Nokia finally made its latest version of the Symbian platform’s source code available to the company’s platform development partners. The completion of the transfer period, during which code delivery from the Symbian Foundation has now been replaced by an open and direct model from Nokia. That means Nokia stop developing the platform.
As Nokia announced in February, our plan is for Windows Phone to be our primary smartphone strategy. While Nokia and Microsoft are working on a definitive agreement between the two companies and we have begun working on product collaboration, Nokia plans to ship at least 150 million Symbian smartphones and to continue deliver innovation and software updates to the platform. To achieve all of this, we need the collaboration with our platform development partners and continue to value an open way of working.
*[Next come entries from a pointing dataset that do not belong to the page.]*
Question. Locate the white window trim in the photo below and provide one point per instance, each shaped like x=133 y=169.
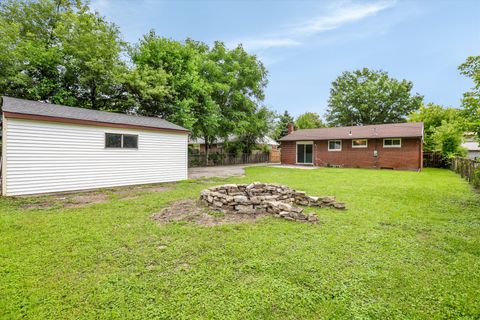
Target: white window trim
x=399 y=146
x=365 y=146
x=121 y=141
x=296 y=151
x=341 y=145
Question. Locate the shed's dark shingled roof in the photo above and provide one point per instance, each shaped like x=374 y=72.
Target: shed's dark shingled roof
x=393 y=130
x=54 y=110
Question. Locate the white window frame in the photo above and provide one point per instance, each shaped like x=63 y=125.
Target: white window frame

You will find source code, platform development tools, documents and other support materials. The Symbian platform source is a snapshot of Nokia’s most recent master code base.
What’s most importantly, Nokia will no longer refer to official releases as Symbian ^3 or Symbian^4, but will deliver continuous evolution of the platform to partners and customers – including consumers.
We have been working hard to turn most Symbian Foundation era materials into the new framework – for example, checking ownerships and use of rights for masses of documents – and are proud to announce that almost all of the source code is now uploaded to collab.symbian.nokia.com. The few remaining source files, tools and documents will be uploaded over the next few weeks.